As an alternative to the dye- and nanoparticle-based approaches described above, our laboratory has developed sub-micron SERS-active fiber-optic nanoprobes for real-time intracellular biosensing (Fig. 1).[64] As discussed above, we and others have previously demonstrated the utility of fluorescence-based fiber-optic sensors for intracellular chemical sensing. To the best of our knowledge, however, we have performed the first ever use of a SERS-based fiber-optic nanoprobe for any chemical measurement within a single living mammalian cell.

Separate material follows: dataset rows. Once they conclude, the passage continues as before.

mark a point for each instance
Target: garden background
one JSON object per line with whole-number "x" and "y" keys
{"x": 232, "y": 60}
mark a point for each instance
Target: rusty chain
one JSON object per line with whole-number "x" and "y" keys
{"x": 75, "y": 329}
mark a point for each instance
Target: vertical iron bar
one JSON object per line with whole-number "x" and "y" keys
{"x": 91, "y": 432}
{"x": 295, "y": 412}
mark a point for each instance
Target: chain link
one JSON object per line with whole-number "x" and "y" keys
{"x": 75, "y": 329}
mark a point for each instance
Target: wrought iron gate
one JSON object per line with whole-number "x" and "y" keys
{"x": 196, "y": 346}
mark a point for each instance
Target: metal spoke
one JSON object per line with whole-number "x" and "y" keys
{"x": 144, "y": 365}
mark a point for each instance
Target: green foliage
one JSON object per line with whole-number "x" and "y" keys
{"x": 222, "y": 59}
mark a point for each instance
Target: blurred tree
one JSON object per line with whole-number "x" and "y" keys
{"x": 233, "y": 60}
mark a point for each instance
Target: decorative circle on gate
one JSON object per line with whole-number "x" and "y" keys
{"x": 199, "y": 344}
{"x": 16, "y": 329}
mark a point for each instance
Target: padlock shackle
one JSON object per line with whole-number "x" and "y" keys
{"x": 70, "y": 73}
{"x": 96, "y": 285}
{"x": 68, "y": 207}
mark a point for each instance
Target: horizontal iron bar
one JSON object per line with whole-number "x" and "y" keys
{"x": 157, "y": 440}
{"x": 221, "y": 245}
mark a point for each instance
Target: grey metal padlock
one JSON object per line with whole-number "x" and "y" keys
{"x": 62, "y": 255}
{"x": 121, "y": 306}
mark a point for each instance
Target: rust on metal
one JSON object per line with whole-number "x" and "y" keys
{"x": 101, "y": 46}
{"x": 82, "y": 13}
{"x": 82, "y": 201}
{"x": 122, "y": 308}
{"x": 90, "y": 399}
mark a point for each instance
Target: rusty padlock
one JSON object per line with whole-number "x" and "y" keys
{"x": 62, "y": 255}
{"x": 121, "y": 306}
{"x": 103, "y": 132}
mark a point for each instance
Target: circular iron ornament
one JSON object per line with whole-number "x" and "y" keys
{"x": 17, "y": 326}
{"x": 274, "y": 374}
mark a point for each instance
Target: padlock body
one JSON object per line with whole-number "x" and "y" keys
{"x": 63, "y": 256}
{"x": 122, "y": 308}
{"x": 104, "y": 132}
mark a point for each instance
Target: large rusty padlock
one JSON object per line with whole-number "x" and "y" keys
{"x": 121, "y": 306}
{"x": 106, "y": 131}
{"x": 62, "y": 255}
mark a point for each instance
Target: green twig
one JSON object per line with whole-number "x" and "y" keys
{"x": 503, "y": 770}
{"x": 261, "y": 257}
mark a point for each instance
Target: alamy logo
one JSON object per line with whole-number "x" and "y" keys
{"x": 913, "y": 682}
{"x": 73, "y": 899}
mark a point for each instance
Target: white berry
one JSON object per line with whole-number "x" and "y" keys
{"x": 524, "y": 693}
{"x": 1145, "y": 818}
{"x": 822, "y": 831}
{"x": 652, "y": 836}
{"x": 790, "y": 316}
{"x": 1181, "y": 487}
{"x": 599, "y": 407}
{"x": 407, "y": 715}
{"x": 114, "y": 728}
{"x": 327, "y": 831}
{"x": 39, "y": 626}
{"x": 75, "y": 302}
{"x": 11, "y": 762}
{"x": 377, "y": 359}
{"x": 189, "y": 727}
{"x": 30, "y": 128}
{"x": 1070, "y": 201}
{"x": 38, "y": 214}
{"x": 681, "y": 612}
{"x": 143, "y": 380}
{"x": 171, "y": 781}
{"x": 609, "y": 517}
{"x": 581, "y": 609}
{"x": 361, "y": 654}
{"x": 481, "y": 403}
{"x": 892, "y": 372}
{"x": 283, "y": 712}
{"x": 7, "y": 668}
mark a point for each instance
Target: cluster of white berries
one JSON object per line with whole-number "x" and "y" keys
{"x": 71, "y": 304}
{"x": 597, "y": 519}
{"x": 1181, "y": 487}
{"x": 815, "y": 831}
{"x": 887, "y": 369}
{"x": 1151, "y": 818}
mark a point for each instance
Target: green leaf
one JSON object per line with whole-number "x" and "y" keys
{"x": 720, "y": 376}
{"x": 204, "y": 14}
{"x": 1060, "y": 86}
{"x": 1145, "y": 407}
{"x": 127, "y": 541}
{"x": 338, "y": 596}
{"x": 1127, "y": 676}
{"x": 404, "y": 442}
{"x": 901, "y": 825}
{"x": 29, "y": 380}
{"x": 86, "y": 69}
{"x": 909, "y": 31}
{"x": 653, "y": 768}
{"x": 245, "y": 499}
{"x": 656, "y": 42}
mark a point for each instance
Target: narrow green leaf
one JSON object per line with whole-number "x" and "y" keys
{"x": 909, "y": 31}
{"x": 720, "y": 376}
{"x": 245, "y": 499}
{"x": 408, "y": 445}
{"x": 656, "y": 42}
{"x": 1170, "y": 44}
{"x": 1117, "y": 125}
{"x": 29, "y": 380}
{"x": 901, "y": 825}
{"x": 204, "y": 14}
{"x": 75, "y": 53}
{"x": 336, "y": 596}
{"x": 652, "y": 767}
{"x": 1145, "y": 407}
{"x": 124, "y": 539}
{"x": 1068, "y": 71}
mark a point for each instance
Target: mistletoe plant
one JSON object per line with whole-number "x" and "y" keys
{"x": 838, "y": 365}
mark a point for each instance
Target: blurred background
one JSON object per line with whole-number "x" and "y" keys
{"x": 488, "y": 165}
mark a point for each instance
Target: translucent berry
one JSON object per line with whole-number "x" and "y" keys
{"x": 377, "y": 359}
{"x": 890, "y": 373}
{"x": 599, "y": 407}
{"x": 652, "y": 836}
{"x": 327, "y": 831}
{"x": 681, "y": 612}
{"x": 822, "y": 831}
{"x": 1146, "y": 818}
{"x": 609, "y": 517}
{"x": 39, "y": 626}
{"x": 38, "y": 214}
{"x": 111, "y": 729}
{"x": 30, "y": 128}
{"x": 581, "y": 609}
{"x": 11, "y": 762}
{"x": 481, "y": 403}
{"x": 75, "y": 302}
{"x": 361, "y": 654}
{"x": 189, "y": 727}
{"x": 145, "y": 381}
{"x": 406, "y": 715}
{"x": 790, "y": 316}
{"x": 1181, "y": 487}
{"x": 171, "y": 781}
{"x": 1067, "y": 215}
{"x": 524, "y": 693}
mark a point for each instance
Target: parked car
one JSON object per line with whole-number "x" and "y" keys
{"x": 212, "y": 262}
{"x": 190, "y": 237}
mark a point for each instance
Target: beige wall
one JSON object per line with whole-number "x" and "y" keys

As in the case of the fluorescence-based nanoprobes discussed above, these SERS-active fiber optic pH nanosensors are fabricated by tapering commercially-available multimode silica optical fibers using a pipette puller, yielding sub-micron fiber tips which are typically ~50 nm in diameter (Fig. 2a). Whereas the fluorescence-based nanoprobes receive a thick, complete metallic coating, the tips of the SERS-active nanoprobes are coated with a 6-nm mass thickness of silver using an electron-beam evaporator, producing a film of nanoscopic silver islands (AgIFs) which greatly enhance the Raman scattering intensity of bound or adsorbed molecules. Functionalization of the AgIF-coated nanoprobes in 10 mM para-mercaptobenzoic acid (pMBA) dissolved in ethanol couples pMBA to the AgIF by a silver-thiol linkage, making the probes pH-sensitive across the physiological pH range. The SERS spectrum of pMBA between 1350 and 1450 cm−1 changes with pH due to the protonation state of the carboxylic acid group (Fig. 5b). Below pH 6, the SERS intensity of the vibrational band centered at ~1405 cm−1 is weak and the band profile is quite broad. Deprotonation above pH 6 increases the SERS intensity in this spectral region (Fig. 5c) and shifts the peak maximum to ~1425 cm−1. As a result, both the location of the SERS band at ~1415 cm−1 and its intensity relative to the vibrational band at ~1587 cm−1 can be used as indicators of intracellular pH. For brevity, we focus on in vitro pH determination using the normalized intensity of the ~1415 cm−1 SERS band of pMBA.
Figure 5.

Intracellular pH determination using pMBA-functionalized SERS-active nanoprobes. (A) White-light microscopy image of a SERS-active nanoprobe measuring the intracellular and extracellular pH of a single live MCF-7 human breast cancer cell. (B) Normalized SERS spectra of a pMBA-functionalized SERS nanoprobe in PBS ranging from pH 6.00 to pH 7.50 at ~0.2 pH unit intervals. Each spectrum is the average of ten SERS spectra normalized to the intensity of the ~1590 cm−1 combination band. The inset highlights the pH-dependent changes in the 1350 cm−1 to 1450 cm−1 region of the normalized SERS spectra. (C) pH calibration curve generated using the ratio of normalized SERS intensity at ~1425 cm−1 versus that at ~1590 cm−1. Error bars represent two standard deviations, with 10 spectra per data point. (D) Normalized SERS spectra of the pMBA-functionalized nanoprobe inside (blue spectrum and blue “X” in (A)) and outside (red spectrum and red “X” in (A)) a MCF-7 human breast cancer cell. The signal-to-noise ratio is worse in (D) than in (B) because the SERS spectra shown in (D) are single spectra rather than averaged spectra.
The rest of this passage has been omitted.